(199c) In Vivo Monitoring of Tissue Mechanical Properties during Wound Healing | AIChE

(199c) In Vivo Monitoring of Tissue Mechanical Properties during Wound Healing


Bender, J. W. - Presenter, University of South Carolina
Friedman, H. I., University of South Carolina
Giurgiutiu, V., University of South Carolina
Mandi, B., University of South Carolina
Watson, C., University of South Carolina

The cellular response to the placement of a foreign substance, particularly silicone, into the soft tissues has been fairly well characterized histologically. The eventual replacement of a cellular phenomenon with fibroblast infiltration around the implant, followed by compact collagen deposition (the capsule) has been clearly documented. However, histological evaluation cannot distinguish the degree to which the collagen envelope contracts later in the wound repair process.

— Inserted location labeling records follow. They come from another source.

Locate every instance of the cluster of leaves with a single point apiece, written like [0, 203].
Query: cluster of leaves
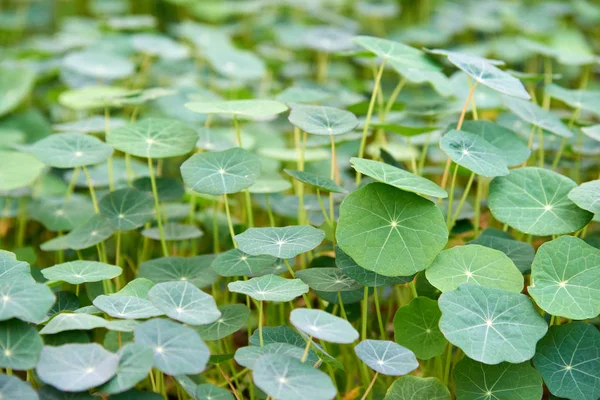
[285, 209]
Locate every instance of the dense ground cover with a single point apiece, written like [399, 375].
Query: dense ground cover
[299, 200]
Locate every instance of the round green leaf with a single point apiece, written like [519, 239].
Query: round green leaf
[322, 325]
[414, 387]
[537, 116]
[284, 377]
[486, 73]
[126, 307]
[513, 148]
[237, 263]
[535, 201]
[177, 349]
[77, 272]
[174, 231]
[135, 362]
[328, 280]
[416, 327]
[395, 51]
[212, 392]
[184, 302]
[270, 288]
[233, 318]
[587, 196]
[20, 345]
[18, 170]
[504, 381]
[222, 172]
[254, 108]
[70, 150]
[568, 359]
[195, 270]
[76, 367]
[24, 300]
[397, 177]
[474, 153]
[565, 278]
[127, 209]
[95, 230]
[474, 264]
[57, 214]
[319, 182]
[154, 138]
[385, 357]
[320, 120]
[363, 276]
[380, 225]
[12, 387]
[491, 325]
[73, 322]
[284, 242]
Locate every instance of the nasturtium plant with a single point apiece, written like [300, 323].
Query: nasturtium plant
[396, 225]
[247, 200]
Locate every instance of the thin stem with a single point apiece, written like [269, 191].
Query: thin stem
[91, 188]
[260, 323]
[161, 232]
[370, 386]
[363, 140]
[306, 349]
[229, 221]
[365, 312]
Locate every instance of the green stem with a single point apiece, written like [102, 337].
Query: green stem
[161, 232]
[363, 140]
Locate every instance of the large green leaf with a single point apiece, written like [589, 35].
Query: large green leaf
[20, 345]
[135, 362]
[25, 300]
[380, 225]
[474, 153]
[12, 387]
[154, 138]
[475, 264]
[15, 85]
[535, 201]
[127, 209]
[486, 73]
[255, 108]
[195, 270]
[18, 170]
[568, 359]
[587, 196]
[385, 357]
[504, 381]
[233, 318]
[398, 52]
[397, 177]
[414, 387]
[76, 367]
[320, 120]
[416, 327]
[77, 272]
[184, 302]
[284, 242]
[177, 349]
[537, 116]
[565, 278]
[222, 172]
[284, 377]
[270, 288]
[70, 150]
[322, 325]
[491, 325]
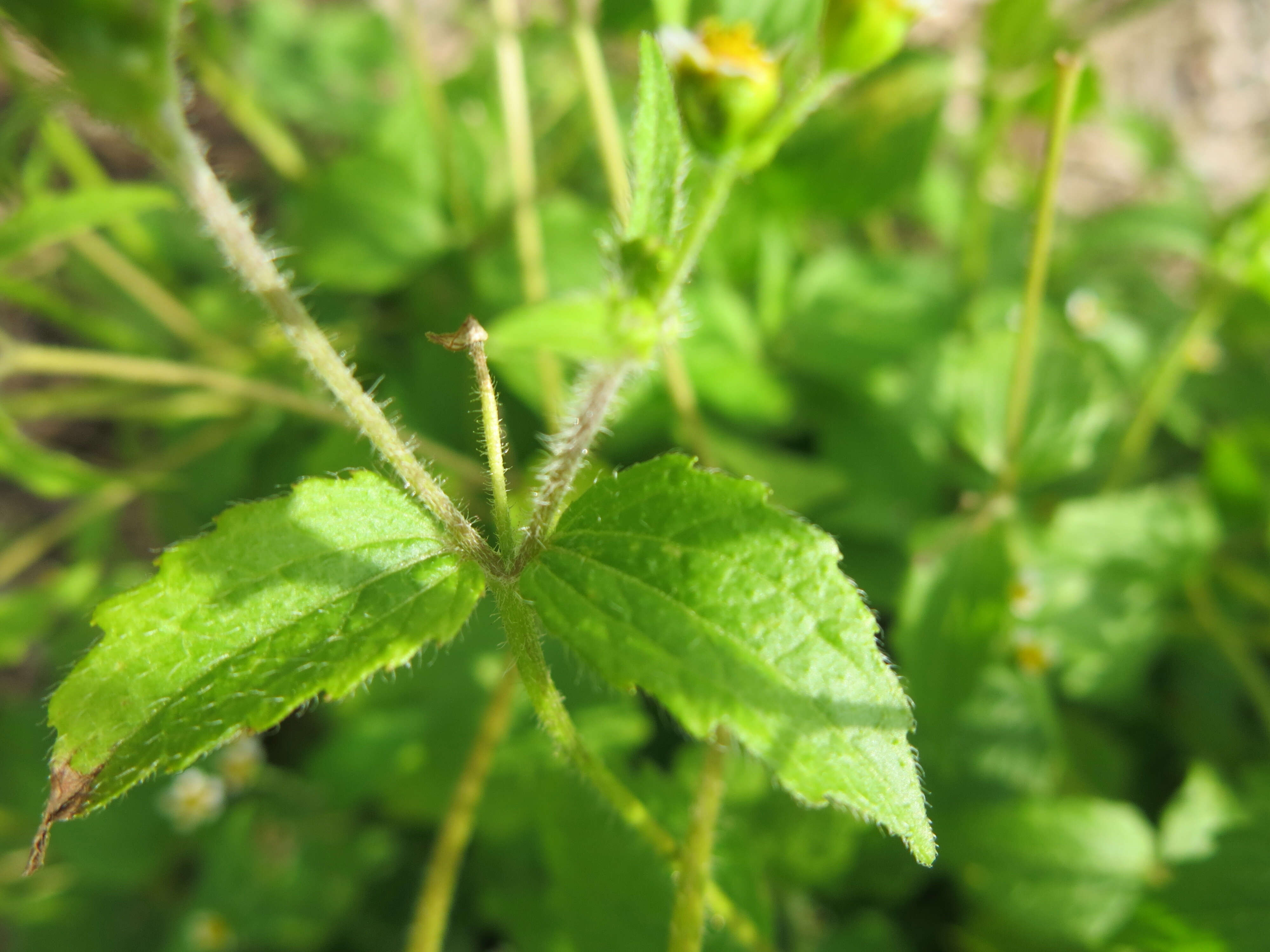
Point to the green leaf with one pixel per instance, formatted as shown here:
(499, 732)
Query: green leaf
(1103, 578)
(575, 329)
(1226, 894)
(49, 219)
(1019, 32)
(286, 600)
(117, 53)
(952, 624)
(883, 129)
(1200, 812)
(725, 357)
(1069, 413)
(730, 611)
(46, 473)
(364, 223)
(660, 152)
(1067, 869)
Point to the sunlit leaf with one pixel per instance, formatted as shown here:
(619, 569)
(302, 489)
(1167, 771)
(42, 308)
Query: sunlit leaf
(728, 611)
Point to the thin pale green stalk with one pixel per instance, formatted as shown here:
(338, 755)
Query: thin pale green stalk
(1229, 640)
(604, 112)
(977, 221)
(515, 98)
(114, 402)
(86, 172)
(21, 357)
(36, 544)
(153, 298)
(789, 117)
(571, 446)
(438, 896)
(689, 917)
(1163, 388)
(434, 98)
(1038, 267)
(472, 338)
(182, 155)
(271, 140)
(63, 361)
(568, 454)
(718, 192)
(523, 637)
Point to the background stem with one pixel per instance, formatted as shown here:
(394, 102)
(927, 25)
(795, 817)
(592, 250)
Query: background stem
(153, 298)
(1247, 666)
(39, 359)
(1163, 388)
(415, 36)
(18, 357)
(181, 153)
(35, 544)
(436, 898)
(604, 112)
(1038, 267)
(523, 637)
(688, 921)
(515, 98)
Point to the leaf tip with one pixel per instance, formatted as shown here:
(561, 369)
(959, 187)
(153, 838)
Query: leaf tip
(68, 793)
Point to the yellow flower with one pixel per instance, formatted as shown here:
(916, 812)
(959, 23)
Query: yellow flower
(727, 83)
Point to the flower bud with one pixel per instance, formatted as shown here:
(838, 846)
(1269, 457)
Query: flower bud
(727, 83)
(860, 35)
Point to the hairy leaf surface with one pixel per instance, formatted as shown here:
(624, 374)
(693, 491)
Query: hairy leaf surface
(660, 150)
(730, 611)
(290, 598)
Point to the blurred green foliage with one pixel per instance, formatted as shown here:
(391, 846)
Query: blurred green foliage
(1088, 662)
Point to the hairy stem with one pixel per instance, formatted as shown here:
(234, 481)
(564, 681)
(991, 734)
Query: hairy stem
(1163, 388)
(436, 897)
(598, 394)
(472, 338)
(688, 921)
(523, 635)
(182, 155)
(1245, 663)
(515, 97)
(35, 544)
(604, 112)
(153, 298)
(570, 453)
(1038, 267)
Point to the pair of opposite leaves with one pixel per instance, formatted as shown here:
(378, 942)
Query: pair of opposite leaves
(685, 583)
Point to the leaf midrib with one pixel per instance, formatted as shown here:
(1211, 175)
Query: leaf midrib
(209, 672)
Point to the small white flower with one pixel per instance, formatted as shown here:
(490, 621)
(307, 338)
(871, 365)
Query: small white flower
(1085, 312)
(194, 799)
(239, 764)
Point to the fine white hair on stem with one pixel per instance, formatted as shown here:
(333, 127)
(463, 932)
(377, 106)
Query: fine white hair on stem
(592, 402)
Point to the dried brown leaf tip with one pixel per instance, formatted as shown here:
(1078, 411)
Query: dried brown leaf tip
(68, 791)
(469, 334)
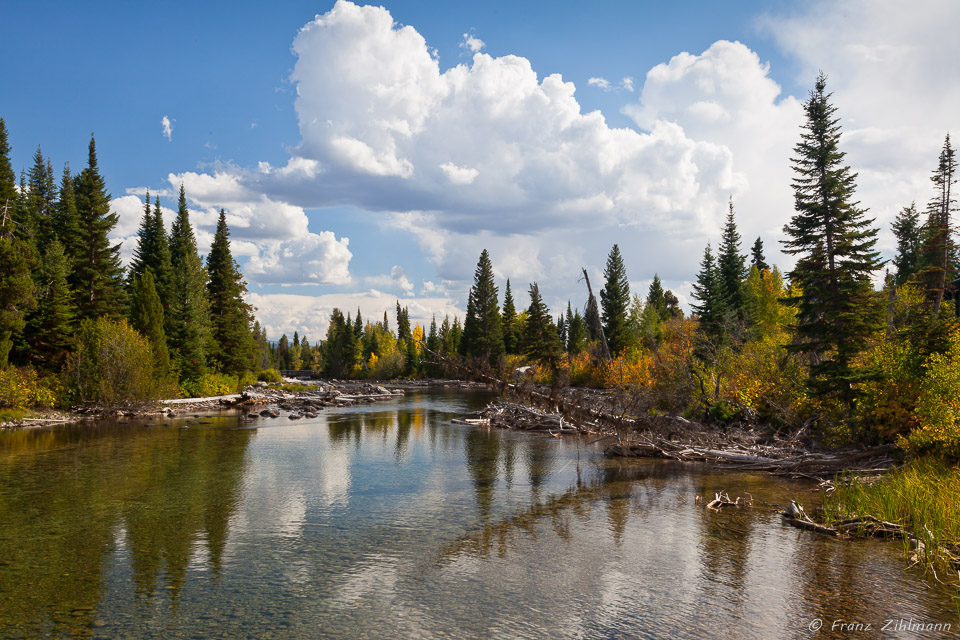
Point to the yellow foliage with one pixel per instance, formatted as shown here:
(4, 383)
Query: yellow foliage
(22, 388)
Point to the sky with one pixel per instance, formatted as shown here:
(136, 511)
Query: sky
(367, 154)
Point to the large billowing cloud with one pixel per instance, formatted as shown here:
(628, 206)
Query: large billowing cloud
(483, 146)
(891, 67)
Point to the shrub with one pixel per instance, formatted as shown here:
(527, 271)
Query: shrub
(22, 388)
(937, 414)
(112, 365)
(269, 375)
(210, 384)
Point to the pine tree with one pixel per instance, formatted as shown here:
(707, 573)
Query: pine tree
(98, 279)
(483, 315)
(837, 309)
(153, 252)
(8, 180)
(17, 259)
(615, 303)
(41, 200)
(757, 258)
(50, 329)
(190, 320)
(711, 309)
(731, 268)
(403, 324)
(146, 316)
(908, 231)
(656, 299)
(65, 221)
(576, 331)
(509, 323)
(540, 339)
(938, 246)
(230, 315)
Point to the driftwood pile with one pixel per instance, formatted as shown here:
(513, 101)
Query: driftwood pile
(306, 403)
(510, 415)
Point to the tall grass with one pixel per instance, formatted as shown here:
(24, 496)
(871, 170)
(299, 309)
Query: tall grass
(923, 496)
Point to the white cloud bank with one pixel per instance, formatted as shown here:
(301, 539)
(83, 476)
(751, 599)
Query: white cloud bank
(487, 153)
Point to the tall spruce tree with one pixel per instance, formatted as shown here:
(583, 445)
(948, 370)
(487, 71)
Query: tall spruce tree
(540, 339)
(939, 248)
(97, 276)
(576, 331)
(41, 200)
(189, 310)
(711, 307)
(230, 315)
(511, 339)
(485, 339)
(66, 222)
(17, 258)
(146, 316)
(837, 309)
(615, 302)
(757, 259)
(8, 180)
(153, 252)
(51, 327)
(731, 268)
(908, 232)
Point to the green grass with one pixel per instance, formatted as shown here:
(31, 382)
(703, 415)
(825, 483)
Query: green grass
(923, 496)
(11, 415)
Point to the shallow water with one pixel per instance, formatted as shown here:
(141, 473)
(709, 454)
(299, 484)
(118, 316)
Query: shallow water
(389, 521)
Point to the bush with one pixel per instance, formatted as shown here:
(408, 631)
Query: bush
(937, 414)
(112, 365)
(22, 388)
(269, 375)
(210, 384)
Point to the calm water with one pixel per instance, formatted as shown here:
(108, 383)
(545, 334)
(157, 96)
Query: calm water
(389, 521)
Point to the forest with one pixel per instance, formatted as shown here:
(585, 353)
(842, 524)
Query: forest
(841, 347)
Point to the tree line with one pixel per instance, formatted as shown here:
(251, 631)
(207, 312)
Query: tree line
(67, 305)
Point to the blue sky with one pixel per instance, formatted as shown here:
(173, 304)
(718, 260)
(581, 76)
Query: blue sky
(407, 171)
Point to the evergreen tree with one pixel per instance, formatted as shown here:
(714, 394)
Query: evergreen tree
(756, 256)
(485, 339)
(615, 302)
(17, 259)
(540, 339)
(230, 315)
(153, 252)
(837, 309)
(146, 316)
(340, 348)
(190, 320)
(939, 247)
(50, 329)
(8, 181)
(656, 299)
(66, 222)
(576, 331)
(731, 268)
(403, 324)
(908, 231)
(283, 353)
(509, 322)
(707, 290)
(97, 277)
(41, 199)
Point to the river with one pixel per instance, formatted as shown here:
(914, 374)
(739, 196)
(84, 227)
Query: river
(389, 521)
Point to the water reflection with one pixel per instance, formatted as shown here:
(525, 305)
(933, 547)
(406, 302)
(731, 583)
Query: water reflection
(390, 521)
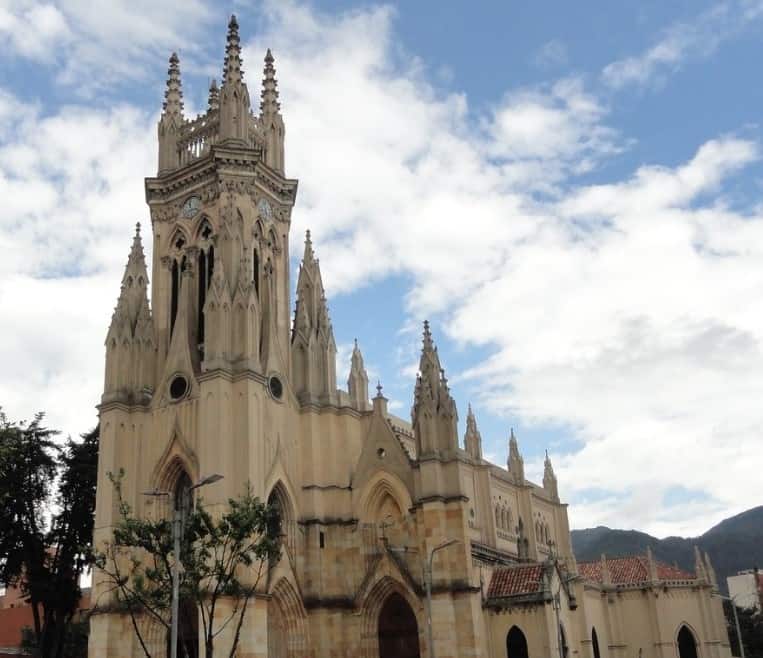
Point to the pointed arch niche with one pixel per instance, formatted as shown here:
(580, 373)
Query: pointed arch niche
(390, 606)
(383, 509)
(280, 499)
(516, 643)
(687, 643)
(288, 631)
(176, 250)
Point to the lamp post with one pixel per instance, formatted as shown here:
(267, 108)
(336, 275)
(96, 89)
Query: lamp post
(177, 531)
(428, 584)
(731, 600)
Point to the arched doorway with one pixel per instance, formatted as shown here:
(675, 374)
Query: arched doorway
(188, 614)
(595, 643)
(516, 643)
(687, 646)
(398, 629)
(188, 629)
(563, 639)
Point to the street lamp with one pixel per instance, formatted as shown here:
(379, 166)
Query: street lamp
(730, 599)
(428, 583)
(177, 531)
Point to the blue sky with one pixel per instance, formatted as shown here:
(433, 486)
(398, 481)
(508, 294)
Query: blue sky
(569, 192)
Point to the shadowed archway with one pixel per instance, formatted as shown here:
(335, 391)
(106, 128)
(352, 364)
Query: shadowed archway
(687, 645)
(595, 643)
(398, 629)
(516, 643)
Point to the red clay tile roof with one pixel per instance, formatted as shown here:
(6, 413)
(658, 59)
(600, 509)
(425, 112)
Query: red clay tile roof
(631, 570)
(516, 580)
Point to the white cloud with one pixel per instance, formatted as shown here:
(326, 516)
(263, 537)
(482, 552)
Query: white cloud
(72, 194)
(93, 47)
(626, 311)
(690, 39)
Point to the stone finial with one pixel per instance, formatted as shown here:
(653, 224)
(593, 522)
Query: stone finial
(434, 415)
(472, 438)
(710, 570)
(232, 71)
(379, 401)
(516, 464)
(651, 565)
(700, 572)
(309, 255)
(357, 382)
(214, 96)
(549, 478)
(269, 104)
(173, 95)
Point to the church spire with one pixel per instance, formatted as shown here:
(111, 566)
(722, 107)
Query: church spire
(134, 290)
(549, 478)
(214, 97)
(232, 71)
(234, 96)
(312, 341)
(434, 412)
(130, 339)
(516, 464)
(173, 95)
(472, 438)
(171, 119)
(357, 382)
(269, 104)
(271, 121)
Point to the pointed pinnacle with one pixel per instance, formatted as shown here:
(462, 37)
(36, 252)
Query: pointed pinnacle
(427, 336)
(269, 95)
(214, 96)
(173, 95)
(232, 72)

This contraction can cause firmness, distortion, and migration of the implant, leading to poor clinical outcomes. A combination of two implantable sensors has been employed to monitor the effects of both inflammation and collagen contraction on the viscoelasticity, firmness, and contractile force surrounding the implant. Animal model results indicate that the piezoacoustic sensor responds significantly to early stages of inflammation and modestly to capsule maturation. The piezoresistive sensor responds significantly to the later contractile event. These sensors could lead to animal models that screen contraction intervention methods.